If a skip has your name stamped on the side, that’s your skip, isn’t it? And anyone who takes it should jolly well give it back, right? Well, not always, as this cautionary tale demonstrates

It might seem extreme to ask that a person be sent to prison if they hinder the recovery of a skip, but that was the order obtained by a company seeking to recover property it said it owned. The case illustrated not only how much metal is in demand, but how difficult it is to demonstrate ownership of it.

Faced with dwindling supplies, a metal manufacturer recently set out to recover skips. Identifying the skips was easy – they had the company’s name stamped into the metal – but proving ownership and getting them back was a whole lot trickier.

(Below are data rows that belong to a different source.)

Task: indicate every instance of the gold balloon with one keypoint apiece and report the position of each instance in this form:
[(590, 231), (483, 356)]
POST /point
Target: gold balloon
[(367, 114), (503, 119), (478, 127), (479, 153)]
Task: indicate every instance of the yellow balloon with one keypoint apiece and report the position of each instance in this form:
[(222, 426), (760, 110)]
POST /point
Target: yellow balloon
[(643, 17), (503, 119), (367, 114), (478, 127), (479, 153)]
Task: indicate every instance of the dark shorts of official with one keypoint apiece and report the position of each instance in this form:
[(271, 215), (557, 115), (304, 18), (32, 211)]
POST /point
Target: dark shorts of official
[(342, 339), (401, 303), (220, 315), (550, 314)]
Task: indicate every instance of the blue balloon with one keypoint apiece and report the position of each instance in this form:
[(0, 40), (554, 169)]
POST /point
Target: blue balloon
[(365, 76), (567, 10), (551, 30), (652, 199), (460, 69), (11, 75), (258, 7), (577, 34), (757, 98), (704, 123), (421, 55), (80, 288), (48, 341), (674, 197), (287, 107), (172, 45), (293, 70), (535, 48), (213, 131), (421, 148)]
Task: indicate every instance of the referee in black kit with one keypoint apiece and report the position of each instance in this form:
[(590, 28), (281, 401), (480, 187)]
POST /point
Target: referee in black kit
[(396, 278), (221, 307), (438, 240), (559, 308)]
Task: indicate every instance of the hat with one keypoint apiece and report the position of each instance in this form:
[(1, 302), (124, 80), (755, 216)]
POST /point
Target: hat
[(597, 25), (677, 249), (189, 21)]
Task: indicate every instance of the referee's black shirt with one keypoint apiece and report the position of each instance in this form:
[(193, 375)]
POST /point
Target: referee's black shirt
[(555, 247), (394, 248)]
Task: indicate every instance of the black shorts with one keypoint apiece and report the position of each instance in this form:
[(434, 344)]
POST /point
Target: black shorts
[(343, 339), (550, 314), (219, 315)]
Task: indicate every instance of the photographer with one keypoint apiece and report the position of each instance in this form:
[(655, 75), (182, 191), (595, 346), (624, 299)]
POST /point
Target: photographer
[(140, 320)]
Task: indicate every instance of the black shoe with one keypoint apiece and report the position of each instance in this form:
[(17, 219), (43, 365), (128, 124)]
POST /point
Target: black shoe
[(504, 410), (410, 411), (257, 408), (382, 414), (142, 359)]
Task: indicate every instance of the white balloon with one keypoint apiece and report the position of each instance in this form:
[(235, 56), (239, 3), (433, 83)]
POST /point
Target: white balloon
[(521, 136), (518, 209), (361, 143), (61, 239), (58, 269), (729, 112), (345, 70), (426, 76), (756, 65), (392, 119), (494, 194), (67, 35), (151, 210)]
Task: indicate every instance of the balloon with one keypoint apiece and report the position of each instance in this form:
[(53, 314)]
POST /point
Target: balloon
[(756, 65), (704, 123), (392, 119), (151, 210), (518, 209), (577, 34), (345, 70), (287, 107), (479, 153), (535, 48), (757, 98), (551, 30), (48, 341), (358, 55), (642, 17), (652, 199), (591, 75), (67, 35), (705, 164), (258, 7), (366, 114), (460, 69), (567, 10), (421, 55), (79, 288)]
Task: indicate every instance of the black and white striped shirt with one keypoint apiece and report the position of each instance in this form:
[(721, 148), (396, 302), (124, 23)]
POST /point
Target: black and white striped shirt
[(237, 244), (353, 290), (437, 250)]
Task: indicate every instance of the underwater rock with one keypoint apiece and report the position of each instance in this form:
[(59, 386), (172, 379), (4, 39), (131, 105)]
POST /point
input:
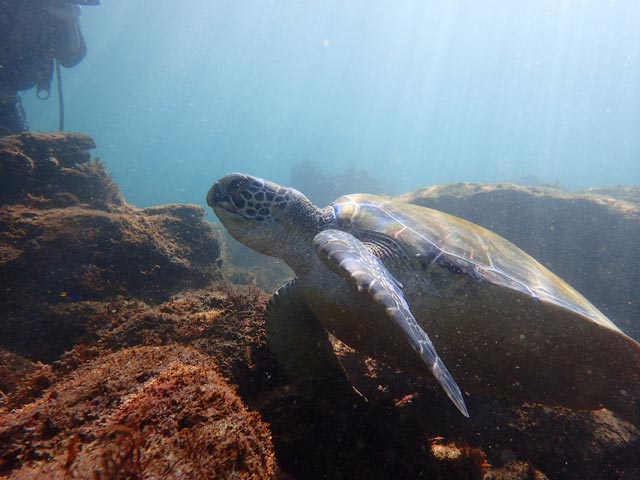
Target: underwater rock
[(143, 412), (52, 170), (626, 193), (587, 239), (322, 188), (67, 238)]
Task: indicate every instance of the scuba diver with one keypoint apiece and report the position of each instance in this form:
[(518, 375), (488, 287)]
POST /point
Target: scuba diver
[(35, 37)]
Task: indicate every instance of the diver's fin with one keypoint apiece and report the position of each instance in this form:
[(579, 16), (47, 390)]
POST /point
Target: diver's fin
[(298, 341), (347, 256)]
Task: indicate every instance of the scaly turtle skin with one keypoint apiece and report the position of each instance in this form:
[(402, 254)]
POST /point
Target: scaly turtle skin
[(378, 274)]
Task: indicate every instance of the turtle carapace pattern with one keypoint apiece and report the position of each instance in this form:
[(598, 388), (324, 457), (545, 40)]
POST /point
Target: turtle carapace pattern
[(419, 289)]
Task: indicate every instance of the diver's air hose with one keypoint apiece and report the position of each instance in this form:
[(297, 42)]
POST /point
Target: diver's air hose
[(60, 98)]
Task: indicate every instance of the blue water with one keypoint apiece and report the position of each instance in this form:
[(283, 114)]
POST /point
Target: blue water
[(177, 94)]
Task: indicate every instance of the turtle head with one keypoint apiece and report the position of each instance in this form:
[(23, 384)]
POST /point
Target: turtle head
[(263, 215)]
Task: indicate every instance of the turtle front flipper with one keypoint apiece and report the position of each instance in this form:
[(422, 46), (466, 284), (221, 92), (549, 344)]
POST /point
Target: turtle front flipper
[(298, 341), (347, 256)]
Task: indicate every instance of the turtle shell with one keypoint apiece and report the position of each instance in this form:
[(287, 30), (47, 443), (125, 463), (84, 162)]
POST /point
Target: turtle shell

The manufacturer’s agents spotted some of “its” skips in my client’s yard. This was followed by lawyers’ letters demanding their return. My client was bemused. In the metal coating business, the standard way of shipping materials is in skips: they come in, the materials are processed and the skips go out with the materials in them. The claim my client faced was that it allow the collection of the skips from its yard. This would mean unloading skips of the materials waiting to go into the plant and losing skips needed to return the finished product to the customer.

While my client contemplated the business disruption, the alleged owner obtained an interim injunction with an order against one of the company’s officers. The potential effect of the order would be to put the person in prison were they to handle the skips.

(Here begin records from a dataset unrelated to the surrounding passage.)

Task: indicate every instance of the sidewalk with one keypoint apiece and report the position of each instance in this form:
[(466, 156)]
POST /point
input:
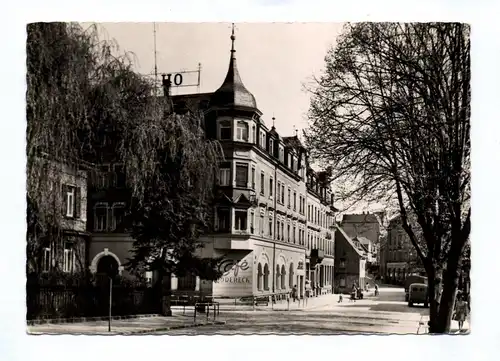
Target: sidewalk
[(424, 328), (122, 327)]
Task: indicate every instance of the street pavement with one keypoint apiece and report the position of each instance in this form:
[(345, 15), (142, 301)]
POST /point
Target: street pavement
[(386, 314), (119, 327)]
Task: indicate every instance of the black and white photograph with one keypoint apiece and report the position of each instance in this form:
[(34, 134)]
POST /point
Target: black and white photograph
[(248, 178)]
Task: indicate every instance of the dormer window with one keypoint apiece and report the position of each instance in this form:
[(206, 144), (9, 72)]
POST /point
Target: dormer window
[(242, 131), (225, 130), (263, 139)]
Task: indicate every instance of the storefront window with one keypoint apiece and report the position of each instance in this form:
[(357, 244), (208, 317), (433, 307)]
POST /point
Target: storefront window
[(278, 277), (266, 277), (259, 277)]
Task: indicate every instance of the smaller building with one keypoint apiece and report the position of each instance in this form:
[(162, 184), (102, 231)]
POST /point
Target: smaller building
[(63, 247), (400, 258), (350, 263)]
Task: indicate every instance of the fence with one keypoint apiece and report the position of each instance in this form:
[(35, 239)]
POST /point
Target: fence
[(50, 302)]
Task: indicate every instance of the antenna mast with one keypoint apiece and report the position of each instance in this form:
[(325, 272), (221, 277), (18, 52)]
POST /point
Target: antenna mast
[(156, 67)]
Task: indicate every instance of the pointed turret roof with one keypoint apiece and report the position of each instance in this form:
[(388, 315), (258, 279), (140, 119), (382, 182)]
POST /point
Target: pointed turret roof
[(232, 92)]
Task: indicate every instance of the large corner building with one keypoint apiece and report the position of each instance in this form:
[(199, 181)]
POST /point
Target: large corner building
[(274, 215)]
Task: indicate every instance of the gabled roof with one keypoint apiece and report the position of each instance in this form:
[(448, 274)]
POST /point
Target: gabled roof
[(363, 240), (349, 240), (232, 92)]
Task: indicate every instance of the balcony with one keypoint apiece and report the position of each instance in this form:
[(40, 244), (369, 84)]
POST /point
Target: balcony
[(233, 243)]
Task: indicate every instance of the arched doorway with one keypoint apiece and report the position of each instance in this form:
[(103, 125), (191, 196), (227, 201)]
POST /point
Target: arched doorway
[(107, 265)]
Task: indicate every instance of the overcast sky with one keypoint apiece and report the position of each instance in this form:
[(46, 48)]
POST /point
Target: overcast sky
[(274, 59)]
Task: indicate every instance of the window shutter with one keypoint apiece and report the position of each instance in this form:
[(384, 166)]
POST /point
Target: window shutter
[(77, 202), (64, 203)]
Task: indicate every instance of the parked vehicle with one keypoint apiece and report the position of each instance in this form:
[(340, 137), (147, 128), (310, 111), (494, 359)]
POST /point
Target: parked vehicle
[(413, 279), (418, 293)]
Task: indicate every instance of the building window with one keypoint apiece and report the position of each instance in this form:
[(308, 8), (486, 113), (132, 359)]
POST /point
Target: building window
[(46, 261), (225, 130), (69, 257), (148, 275), (120, 179), (70, 201), (252, 221), (224, 176), (278, 277), (261, 224), (266, 277), (101, 217), (118, 216), (240, 220), (241, 174), (259, 277), (242, 131), (283, 277), (223, 219)]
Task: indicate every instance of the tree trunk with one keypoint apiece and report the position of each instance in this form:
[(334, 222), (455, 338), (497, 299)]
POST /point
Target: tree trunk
[(450, 286), (162, 286), (434, 287)]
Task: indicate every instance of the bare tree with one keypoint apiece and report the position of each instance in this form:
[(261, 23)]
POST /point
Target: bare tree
[(391, 115)]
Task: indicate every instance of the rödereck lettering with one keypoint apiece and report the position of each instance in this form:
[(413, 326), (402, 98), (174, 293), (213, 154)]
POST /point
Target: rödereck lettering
[(234, 279)]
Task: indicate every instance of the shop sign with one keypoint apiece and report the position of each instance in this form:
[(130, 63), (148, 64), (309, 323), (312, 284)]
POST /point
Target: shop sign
[(233, 271), (237, 276)]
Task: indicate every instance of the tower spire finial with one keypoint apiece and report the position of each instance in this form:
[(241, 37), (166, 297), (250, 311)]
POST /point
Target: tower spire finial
[(232, 39)]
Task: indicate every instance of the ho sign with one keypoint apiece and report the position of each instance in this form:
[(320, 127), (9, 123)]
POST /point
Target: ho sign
[(177, 79)]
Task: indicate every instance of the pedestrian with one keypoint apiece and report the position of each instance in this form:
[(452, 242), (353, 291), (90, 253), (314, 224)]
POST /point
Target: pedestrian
[(461, 310), (354, 293)]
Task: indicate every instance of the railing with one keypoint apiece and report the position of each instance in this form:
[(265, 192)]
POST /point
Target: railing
[(196, 305)]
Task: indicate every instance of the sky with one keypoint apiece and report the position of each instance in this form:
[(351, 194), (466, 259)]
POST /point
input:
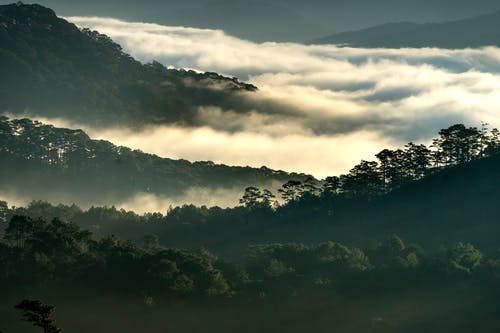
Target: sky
[(275, 20), (319, 109)]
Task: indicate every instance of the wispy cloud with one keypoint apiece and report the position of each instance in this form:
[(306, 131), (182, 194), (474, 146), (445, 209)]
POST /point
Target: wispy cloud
[(319, 109)]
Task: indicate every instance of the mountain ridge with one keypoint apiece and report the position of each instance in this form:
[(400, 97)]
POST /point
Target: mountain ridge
[(478, 31), (58, 70)]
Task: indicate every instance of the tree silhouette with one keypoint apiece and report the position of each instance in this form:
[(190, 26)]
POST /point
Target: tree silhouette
[(39, 315)]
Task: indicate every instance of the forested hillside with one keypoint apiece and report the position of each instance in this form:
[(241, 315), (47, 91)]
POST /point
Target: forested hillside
[(36, 157), (433, 195), (54, 69)]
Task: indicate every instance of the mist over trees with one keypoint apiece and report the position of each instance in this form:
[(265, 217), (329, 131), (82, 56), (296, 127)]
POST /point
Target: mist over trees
[(36, 156), (58, 70), (407, 242)]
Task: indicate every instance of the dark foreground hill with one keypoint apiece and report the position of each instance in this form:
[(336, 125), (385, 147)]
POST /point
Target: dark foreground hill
[(53, 69), (62, 165), (473, 32)]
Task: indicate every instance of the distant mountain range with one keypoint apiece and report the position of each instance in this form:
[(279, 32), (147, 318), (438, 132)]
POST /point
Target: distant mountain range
[(55, 69), (275, 20), (473, 32)]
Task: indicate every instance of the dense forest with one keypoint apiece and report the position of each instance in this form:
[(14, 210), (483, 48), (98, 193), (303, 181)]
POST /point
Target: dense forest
[(58, 70), (407, 242), (35, 156), (268, 254), (325, 284), (426, 194)]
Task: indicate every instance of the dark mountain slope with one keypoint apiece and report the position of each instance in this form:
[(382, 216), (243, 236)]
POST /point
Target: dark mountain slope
[(54, 69), (473, 32), (56, 164)]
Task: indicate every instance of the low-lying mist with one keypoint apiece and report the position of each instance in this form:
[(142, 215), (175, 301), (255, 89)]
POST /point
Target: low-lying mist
[(315, 102), (139, 202)]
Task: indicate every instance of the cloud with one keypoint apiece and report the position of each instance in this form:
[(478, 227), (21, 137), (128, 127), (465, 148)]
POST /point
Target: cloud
[(319, 108), (146, 202)]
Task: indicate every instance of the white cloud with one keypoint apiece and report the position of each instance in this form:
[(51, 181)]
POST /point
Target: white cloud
[(319, 109)]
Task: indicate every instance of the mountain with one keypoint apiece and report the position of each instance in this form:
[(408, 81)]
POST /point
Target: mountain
[(58, 70), (62, 165), (472, 32), (275, 20)]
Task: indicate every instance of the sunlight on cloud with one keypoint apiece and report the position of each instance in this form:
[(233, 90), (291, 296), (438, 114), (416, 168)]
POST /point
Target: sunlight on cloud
[(319, 108)]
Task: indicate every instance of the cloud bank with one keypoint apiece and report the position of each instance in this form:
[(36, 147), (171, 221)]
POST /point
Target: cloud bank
[(319, 109)]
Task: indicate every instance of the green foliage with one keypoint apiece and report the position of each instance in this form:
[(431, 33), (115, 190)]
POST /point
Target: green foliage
[(39, 314), (86, 170), (60, 70)]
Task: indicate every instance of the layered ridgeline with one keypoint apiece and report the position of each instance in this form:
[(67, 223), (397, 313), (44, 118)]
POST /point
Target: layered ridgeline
[(431, 195), (473, 32), (54, 69), (62, 165)]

To recover an object in law, you need to show ownership and a lawful demand for return. The presence of the metal manufacturer’s name on the skips only suggested that at some time it had been the skips’ producer or owner. The alleged owner said that did not matter – its terms and conditions reserved ownership. There was a problem with that argument, which lawyers call “privity of contract”. My client was not a party to any contract with the alleged owner, so it was not bound by those terms.

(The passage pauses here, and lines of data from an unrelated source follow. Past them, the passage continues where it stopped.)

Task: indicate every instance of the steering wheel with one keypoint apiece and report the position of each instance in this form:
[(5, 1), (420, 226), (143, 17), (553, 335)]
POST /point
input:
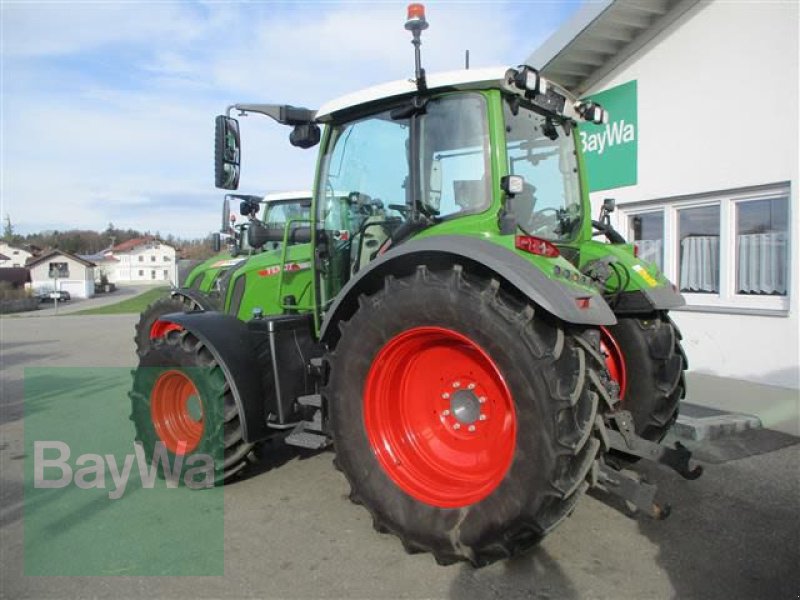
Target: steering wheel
[(541, 219)]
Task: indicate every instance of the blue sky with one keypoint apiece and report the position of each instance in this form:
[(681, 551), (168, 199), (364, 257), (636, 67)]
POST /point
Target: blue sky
[(108, 107)]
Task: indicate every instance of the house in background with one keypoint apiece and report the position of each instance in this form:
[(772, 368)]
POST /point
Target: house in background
[(59, 270), (703, 190), (137, 261), (13, 256)]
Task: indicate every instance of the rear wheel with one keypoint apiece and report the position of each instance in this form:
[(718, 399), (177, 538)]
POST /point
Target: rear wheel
[(645, 358), (182, 399), (462, 420), (150, 328)]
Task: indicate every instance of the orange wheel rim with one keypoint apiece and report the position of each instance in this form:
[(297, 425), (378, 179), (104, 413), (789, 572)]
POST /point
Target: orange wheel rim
[(177, 412)]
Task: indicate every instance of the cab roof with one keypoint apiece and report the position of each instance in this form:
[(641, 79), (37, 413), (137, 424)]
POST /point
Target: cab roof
[(498, 77), (485, 78)]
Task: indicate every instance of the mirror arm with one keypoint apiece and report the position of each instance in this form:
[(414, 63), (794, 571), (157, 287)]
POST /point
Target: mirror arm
[(284, 114)]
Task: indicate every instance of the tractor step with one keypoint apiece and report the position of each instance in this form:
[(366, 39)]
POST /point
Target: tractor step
[(313, 400), (309, 434), (307, 439)]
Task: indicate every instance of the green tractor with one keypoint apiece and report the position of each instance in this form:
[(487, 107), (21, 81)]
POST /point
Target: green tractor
[(206, 285), (446, 321)]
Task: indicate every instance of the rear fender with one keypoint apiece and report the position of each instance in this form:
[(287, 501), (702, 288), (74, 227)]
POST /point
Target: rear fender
[(439, 252)]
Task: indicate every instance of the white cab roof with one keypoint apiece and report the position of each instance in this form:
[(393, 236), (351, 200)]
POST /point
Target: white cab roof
[(300, 195), (488, 77)]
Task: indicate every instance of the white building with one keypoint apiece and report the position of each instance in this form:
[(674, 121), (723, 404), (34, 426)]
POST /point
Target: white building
[(58, 270), (701, 155), (13, 255), (138, 260)]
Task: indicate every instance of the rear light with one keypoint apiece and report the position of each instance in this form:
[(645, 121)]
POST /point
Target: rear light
[(534, 245), (415, 20)]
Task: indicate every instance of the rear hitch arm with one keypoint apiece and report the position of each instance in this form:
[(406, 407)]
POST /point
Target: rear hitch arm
[(625, 440), (630, 487)]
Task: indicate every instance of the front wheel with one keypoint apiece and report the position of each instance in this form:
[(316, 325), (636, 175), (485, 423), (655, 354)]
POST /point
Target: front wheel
[(183, 408), (462, 419), (644, 356), (150, 328)]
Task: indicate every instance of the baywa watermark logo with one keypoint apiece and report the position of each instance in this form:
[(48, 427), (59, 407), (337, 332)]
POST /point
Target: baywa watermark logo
[(614, 134), (52, 468)]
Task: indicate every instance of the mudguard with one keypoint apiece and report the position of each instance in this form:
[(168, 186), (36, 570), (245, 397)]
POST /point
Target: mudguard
[(203, 300), (233, 345), (556, 298)]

The manufacturer’s next argument was that my client did not own the skips so it must hold the skips as bailees for the real owner. As long as the court accepted that the metal manufacturer was the owner, the skips should be returned.

It is similar to picking up a discarded newspaper: has the real owner given up their right of ownership?

This left the alleged owner having to satisfy the court that it had not lost or dispensed with its right of ownership over the years. It is similar in concept to picking up a discarded newspaper on the train: has the real owner given up their right of ownership?

If the court makes an interim injunction with penal notices, the parties have to come back before the court quickly. While preparing for the hearing, we noticed that the demands for return of the skips had been made by the wrong company – the manufacturer’s foreign parent, not the local UK company. The wrong company had obtained the interim injunction and penal notice order. This was fatal: the court lifted the injunction, dismissed the penal notice and ordered the claimant to pay my client’s costs.

A good result, but the court never decided whether the original owner could prove that it retained ownership of the skips. What the court did say was that an injunction was a sledgehammer used to crack a nut; the correct remedy was damages.

With the injunction out of the way, my client secured an agreement from the person who had supplied the materials in the skips that, on return their return, they would be offered to the alleged original owner.

The lesson is that you can be liable for having something in your possession that you do not own if the rightful owner demands its return. While it sounds simple to give it back, doing so may prove remarkably complicated.